Manual Implementation (No Libraries)

Histograms divide data into bins and count occurrences. Box plots use quartiles and 1.5*IQR fences to identify outliers.
import numpy as np

def create_histogram(data, bins=10):
    counts, edges = np.histogram(data, bins=bins)
    return counts, edges

def box_plot_stats(data):
    q1 = np.percentile(data, 25)
    q2 = np.percentile(data, 50)
    q3 = np.percentile(data, 75)
    iqr = q3 - q1
    lower = q1 - 1.5 * iqr
    upper = q3 + 1.5 * iqr
    return q1, q2, q3, lower, upper

data = np.random.normal(100, 15, 1000)
counts, edges = create_histogram(data)
q1, q2, q3, lower, upper = box_plot_stats(data)
print(f'Median: {q2:.2f}, IQR: {q3-q1:.2f}')

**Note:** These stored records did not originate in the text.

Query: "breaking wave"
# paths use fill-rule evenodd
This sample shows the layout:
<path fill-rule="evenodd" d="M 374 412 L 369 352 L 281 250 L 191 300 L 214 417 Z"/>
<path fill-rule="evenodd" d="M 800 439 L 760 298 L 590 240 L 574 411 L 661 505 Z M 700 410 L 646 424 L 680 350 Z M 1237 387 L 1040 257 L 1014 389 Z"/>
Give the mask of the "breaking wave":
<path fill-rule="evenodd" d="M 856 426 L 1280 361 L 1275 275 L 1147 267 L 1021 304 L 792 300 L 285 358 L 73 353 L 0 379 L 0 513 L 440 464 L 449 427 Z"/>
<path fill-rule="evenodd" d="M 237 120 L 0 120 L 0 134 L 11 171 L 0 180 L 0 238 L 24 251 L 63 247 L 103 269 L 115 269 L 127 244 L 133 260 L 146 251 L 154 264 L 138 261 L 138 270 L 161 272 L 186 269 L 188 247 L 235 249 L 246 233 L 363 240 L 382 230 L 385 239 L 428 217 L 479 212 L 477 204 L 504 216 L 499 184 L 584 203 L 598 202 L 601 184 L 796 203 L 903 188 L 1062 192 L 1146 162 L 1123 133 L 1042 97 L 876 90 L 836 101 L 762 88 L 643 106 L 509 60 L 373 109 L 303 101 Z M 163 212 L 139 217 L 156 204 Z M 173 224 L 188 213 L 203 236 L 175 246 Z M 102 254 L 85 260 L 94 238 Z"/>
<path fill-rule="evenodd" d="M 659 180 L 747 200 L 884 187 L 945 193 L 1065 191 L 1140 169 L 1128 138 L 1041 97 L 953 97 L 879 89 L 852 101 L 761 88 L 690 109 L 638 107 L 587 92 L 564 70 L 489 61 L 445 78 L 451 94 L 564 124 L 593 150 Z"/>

Using Libraries (numpy, matplotlib, seaborn, scipy)

import numpy as np
import matplotlib.pyplot as plt
import seaborn as sns
from scipy import stats

data = np.random.normal(100, 15, 1000)

sns.histplot(data, bins=30, kde=True)
plt.title('Histogram with KDE')
plt.show()

sns.boxplot(y=data)
plt.title('Box Plot')
plt.show()

stats.probplot(data, dist='norm', plot=plt)
plt.title('Q-Q Plot')
plt.show()

When to Use

✅ Appropriate Use Cases:

  • Histogram: When you want to see the actual frequency distribution
  • KDE: When you want a smooth representation of probability density
  • Box plot: When comparing distributions across multiple groups
  • Q-Q plot: When testing if data follows a theoretical distribution

❌ Avoid When:

  • Do not use histograms with very small samples (<30)
  • Do not compare histograms with different bin sizes
  • Do not use box plots alone when distribution shape matters

Common Pitfalls

  • Bin size selection: Too many bins show noise; too few obscure patterns.
  • KDE bandwidth selection
  • Ignoring outliers flagged by box plots